I had another early morning, mad dash, short session in the swim I have now christened “The Cauldron” due to the amount of bubbles that are always breaking surface. Unfortunately it was a repeat of the previous few visits. I fished the overhanging bushes opposite with a pop up boilie and the margins with a method feeder & balanced boilie/fake corn. Once again the surface of the swim resembled a shaken lemonade bottle as bubbles erupted here there and everywhere, including over and around my baits. This morning I didn't have a bite, not even a daft Pike! I have never fished anywhere, for any species where there is so much activity from fish and failed to catch. I left tired and frustrated vowing not to fish the swim again if I could avoid it!

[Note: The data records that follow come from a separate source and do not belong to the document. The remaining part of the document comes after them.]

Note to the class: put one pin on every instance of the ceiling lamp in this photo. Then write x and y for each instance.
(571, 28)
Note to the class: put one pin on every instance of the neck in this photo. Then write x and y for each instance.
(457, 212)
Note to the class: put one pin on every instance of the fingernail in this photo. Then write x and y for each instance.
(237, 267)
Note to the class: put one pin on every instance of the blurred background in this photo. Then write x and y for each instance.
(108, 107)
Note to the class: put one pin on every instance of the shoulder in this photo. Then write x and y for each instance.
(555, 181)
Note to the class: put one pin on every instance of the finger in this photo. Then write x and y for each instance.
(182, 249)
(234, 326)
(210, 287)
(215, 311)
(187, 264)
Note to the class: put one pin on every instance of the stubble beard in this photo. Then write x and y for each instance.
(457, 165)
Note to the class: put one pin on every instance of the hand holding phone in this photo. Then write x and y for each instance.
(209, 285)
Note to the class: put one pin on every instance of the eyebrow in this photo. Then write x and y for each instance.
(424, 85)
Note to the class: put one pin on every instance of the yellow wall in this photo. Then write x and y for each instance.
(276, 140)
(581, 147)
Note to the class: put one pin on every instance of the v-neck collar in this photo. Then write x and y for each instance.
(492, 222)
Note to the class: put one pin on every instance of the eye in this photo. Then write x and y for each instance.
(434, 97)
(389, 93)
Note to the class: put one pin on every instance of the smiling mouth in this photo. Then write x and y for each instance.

Over the past few weeks my Tench methods have evolved considerably. I started off by thinking it might be easy, float fish amongst the lilies and chuck a maggot feeder down the marginal shelf, that'll do the job surely? I wanted to use 'traditional' methods for catching Tench but as the weeks have passed by fishlessly I have found myself reverting to the methods that have caught me most Tench in the past. In the early eighties I learnt to catch Tench by float fishing Bread flake or sweetcorn amongst the lily pads but over the years I've caught far more, either by accident or design, using what should really be called carp tactics. Boilies, bolt rigs, PVA bags, method feeders and it's to these methods I find myself reverting. It's a confidence thing, I'm going back to using the tactics that have worked for me in the past. I've made a bit of a change in baits too. The pellets have been replaced by a seed mix and I've splashed out on some proper 10mm boilies from a real bait maker. The groundbait has a twist too with an old favourite special ingredient X added to the mix. With the weekend approaching I felt confident I had the methods and bait to fool a Tench.

The kids mother had informed me that the youngsters wanted to spend 'Fathers day' with me. That's fine by me; “what do you fancy doing?” I asked them. “don't know Dad, it's up to you” they say. “Fancy going night fishing?” I tentatively suggest. “Great idea Dad!!” comes the reply. So that's that then!

There is one swim on 'The Marsh' that is perfect for our requirements. It's dry, has plenty of room for a bivvy or tent, a nice big bed of lilies opposite for me to position a couple of Tench baits and very little marginal weed for the kids to snag their gear in. It happens to be one of the most popular parts of the lake so the chances of us finding it free on a Saturday evening were minimal. Work couldn't pass quickly enough but by 1830 Isaac, Madison and I were pulling into an empty car park. Not only was that swim I fancied free but we had the lake to ourselves as well! We set about unloading the car on a gloomy evening with a fresh northerly wind and threatening clouds. Before touching the fishing gear I quickly erected their tent so I could get them settled and comfortable so any showers that happened to dump on us wouldn't spoil things. This was achieved and thankfully what rainfall we had was light and brief, the kids were able to explore their surroundings while I got my stuff ready.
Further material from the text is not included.